Sukey cayó de rodillas a su lado. Le alzó la cabeza y se la colocó en su regazo. Se puso a buscar la herida, porque en cierto modo tenía la sensación de haberle dado a él también. Pero no había herida, ni sangre, salvo la que le había salpicado en la mano. A pesar de ello, Eric se quejaba y temblaba como si estuviese herido de muerte. Sukey pidió socorro a gritos, pero el viento le arrancó los sonidos de la boca, dispersándolos. Nadie la oiría ahora, por mucho que gritase. Debía dejarlo allí y correr a buscar ayuda. Pero al ponerse en pie, la mano de Eric, moviéndose a tientas por la tierra ensangrentada, le rozó la falda y se aferró a ella, que una vez más se hincó de rodillas a su lado para tratar de tranquilizarlo y, luego, alzando la cabeza gritó pidiendo auxilio. Al fin, vio que Prudence salía al patio y abría un paraguas.

—¡Ven! ¡Oh, vamos, ven, deprisa! ¡Que se muere! ¡Eric se está muriendo!
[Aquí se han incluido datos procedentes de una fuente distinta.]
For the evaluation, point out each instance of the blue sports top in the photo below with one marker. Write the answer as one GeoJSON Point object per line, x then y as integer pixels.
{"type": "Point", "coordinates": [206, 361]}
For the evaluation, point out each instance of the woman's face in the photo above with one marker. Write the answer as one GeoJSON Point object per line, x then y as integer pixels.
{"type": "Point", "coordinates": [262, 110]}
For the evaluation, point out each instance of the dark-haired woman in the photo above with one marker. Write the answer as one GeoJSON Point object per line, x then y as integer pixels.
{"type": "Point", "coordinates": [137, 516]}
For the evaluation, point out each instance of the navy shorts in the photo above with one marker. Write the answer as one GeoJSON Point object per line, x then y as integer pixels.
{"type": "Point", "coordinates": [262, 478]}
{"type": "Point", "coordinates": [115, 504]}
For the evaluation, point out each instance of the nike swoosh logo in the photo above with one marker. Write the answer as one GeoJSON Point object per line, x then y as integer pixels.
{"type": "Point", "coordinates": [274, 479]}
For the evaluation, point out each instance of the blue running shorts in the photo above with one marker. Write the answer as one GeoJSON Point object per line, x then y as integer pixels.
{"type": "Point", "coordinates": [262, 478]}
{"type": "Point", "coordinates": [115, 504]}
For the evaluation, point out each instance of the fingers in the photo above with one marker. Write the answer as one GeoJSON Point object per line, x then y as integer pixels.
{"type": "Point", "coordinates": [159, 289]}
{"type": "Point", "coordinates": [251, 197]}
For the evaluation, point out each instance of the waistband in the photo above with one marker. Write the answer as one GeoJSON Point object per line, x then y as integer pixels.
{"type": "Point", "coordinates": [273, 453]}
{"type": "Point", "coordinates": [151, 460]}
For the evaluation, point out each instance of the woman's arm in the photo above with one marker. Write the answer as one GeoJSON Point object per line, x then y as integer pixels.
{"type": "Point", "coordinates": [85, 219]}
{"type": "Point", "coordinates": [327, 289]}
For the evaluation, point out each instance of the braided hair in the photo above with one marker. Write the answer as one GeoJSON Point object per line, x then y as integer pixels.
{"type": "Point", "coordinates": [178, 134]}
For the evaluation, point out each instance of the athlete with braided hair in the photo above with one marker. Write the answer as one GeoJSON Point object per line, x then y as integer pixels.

Prudence echó una mirada y volvió a entrar en la casa. Sukey se inclinó sobre el pecho de Eric y rompió a llorar desconsoladamente. Él ya no se agitaba. Seguro que se había muerto, y ella estaba decidida a morir con él. Pasaron siglos. Cuando oyó un rumor de pasos que se acercaban pensó confusamente que eran los enterradores. Alzó la cabeza; iba a decirles que la enterraran a ella también.

Era Prudence, y con ella estaban los Noman.

—Levántate —ordenó Prudence, cogiéndola del hombro—. ¡Vaya modo de comportarse, llorando y armando un escándalo por un idiota al que le ha dado un ataque!

1. Seguidor del movimiento Peculiar People, inspirado en el puritanismo y fundado en Essex en 1838. (N. del T.)